Investigators also found the facility took few precautions to keep employees safe from getting caught in the heavy machinery used to process scrap metal, or to properly label hazardous chemicals used on site. According to the OSHA citation, inspectors found that on multiple occasions, “the employer exposed employees to hazards that could result in amputations.”

TAV is planning legal challenges to some of the alleged violations, but committed to working with OSHA going forward, the spokeswoman said.

“TAV maintains a desire to improve any potential issues identified by OSHA and fully cooperated with the inspectors,” the company said in a statement. “The facility has been correcting and addressing OSHA concerns noted throughout the inspections and has made tremendous steps while ensuring day-to-day safety during these improvements.”

TAV’s Empire Boulevard facility is still processing existing scrap metal located on the site, but is not receiving new material, the representative said.

TAV Holdings has been on regulators’ radar for years.

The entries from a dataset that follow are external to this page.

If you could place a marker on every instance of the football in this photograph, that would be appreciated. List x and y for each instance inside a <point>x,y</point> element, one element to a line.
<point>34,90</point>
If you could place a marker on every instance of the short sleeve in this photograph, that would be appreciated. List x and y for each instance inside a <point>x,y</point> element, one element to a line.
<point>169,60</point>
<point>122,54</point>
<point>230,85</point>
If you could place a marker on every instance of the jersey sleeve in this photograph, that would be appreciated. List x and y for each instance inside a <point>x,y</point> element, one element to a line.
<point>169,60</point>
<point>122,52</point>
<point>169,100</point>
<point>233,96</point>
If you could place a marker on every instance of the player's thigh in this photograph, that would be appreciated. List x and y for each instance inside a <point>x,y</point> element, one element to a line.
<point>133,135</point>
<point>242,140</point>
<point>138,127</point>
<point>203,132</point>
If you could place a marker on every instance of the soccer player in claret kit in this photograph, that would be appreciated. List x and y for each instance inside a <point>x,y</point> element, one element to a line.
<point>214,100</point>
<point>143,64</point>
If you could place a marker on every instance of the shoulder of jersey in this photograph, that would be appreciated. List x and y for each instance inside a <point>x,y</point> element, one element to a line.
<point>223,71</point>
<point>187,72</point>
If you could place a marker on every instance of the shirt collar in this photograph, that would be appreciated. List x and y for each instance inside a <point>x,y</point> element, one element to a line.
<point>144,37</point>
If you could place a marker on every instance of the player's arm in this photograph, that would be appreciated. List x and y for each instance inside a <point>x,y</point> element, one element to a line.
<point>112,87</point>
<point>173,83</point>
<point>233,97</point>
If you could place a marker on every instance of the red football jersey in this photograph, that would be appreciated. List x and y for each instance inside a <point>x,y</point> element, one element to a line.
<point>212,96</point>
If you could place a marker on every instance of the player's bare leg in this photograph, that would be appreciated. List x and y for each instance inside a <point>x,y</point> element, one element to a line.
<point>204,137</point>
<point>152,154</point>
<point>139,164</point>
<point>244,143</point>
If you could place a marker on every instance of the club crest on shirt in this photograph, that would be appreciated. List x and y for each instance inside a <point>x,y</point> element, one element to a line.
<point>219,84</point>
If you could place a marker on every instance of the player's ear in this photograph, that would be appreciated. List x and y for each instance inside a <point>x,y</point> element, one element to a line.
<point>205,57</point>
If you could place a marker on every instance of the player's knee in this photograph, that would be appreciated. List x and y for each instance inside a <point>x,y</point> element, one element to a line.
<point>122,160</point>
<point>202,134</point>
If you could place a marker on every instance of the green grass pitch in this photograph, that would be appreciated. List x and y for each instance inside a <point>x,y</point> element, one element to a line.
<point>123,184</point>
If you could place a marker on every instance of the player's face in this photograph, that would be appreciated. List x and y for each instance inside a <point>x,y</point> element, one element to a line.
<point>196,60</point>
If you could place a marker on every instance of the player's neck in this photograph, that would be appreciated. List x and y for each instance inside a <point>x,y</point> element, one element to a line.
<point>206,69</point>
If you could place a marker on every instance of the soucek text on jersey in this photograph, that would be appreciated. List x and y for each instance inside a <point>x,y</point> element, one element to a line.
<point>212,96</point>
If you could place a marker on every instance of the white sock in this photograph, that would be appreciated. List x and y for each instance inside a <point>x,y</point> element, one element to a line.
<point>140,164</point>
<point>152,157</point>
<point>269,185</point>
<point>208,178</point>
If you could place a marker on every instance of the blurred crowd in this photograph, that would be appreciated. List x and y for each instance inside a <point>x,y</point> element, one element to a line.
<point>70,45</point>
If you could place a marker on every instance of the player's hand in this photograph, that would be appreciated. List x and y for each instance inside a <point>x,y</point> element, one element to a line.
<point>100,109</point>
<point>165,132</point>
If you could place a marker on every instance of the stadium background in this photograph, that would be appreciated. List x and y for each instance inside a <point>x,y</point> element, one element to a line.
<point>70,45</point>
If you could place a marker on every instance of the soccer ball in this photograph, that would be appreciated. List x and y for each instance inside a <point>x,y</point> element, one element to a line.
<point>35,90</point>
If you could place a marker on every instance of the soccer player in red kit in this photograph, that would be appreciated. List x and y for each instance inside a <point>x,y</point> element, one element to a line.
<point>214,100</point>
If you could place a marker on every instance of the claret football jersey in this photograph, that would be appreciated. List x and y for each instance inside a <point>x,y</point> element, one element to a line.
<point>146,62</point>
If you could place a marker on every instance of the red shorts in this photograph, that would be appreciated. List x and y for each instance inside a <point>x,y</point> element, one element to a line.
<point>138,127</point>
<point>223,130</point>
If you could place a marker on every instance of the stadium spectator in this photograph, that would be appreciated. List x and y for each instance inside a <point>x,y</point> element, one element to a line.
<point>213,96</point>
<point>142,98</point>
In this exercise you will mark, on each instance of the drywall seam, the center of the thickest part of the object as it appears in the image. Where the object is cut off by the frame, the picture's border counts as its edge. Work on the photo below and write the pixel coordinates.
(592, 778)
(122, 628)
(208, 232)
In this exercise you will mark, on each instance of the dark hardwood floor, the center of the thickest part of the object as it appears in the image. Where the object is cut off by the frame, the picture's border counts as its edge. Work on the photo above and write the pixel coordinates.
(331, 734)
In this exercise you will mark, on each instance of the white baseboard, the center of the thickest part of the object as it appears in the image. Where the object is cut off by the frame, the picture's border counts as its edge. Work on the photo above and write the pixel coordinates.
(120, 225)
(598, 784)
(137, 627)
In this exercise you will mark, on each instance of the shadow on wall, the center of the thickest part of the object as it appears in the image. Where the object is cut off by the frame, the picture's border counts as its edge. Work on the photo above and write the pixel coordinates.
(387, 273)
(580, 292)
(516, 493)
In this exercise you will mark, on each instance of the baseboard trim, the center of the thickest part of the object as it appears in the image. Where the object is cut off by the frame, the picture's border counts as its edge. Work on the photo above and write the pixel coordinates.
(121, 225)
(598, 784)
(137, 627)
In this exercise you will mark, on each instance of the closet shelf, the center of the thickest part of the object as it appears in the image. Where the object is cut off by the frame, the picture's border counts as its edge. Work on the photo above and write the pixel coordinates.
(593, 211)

In January, the federal Environmental Protection Agency (EPA) issued an emergency order warning that hazardous waste escaping from the TAV site could pose an “imminent and substantial endangerment” to the surrounding community. The agency required the company to cease all activity that could result in further releases.

An EPA investigation into hazardous waste stemming from the TAV plant did not find evidence of soil contamination on the campus of Long Middle School, which backs up directly to the facility. The EPA did find high levels of lead and other heavy metals in an unnamed creek that runs between the school and TAV’s plant. The creek eventually connects to the South River.

EPA spokeswoman Davina Marraccini said that the agency was continuing to oversee the company’s compliance with the terms of that order.

Other TAV facilities have also been cited by OSHA in the past for grave safety concerns. In 2019, a welder at the company’s plant in Greenville, Georgia was struck and killed in a forklift accident. The company was later fined $112,000 in a follow-up investigation, which found that even after the fatal accident, TAV had failed to make necessary safety improvements.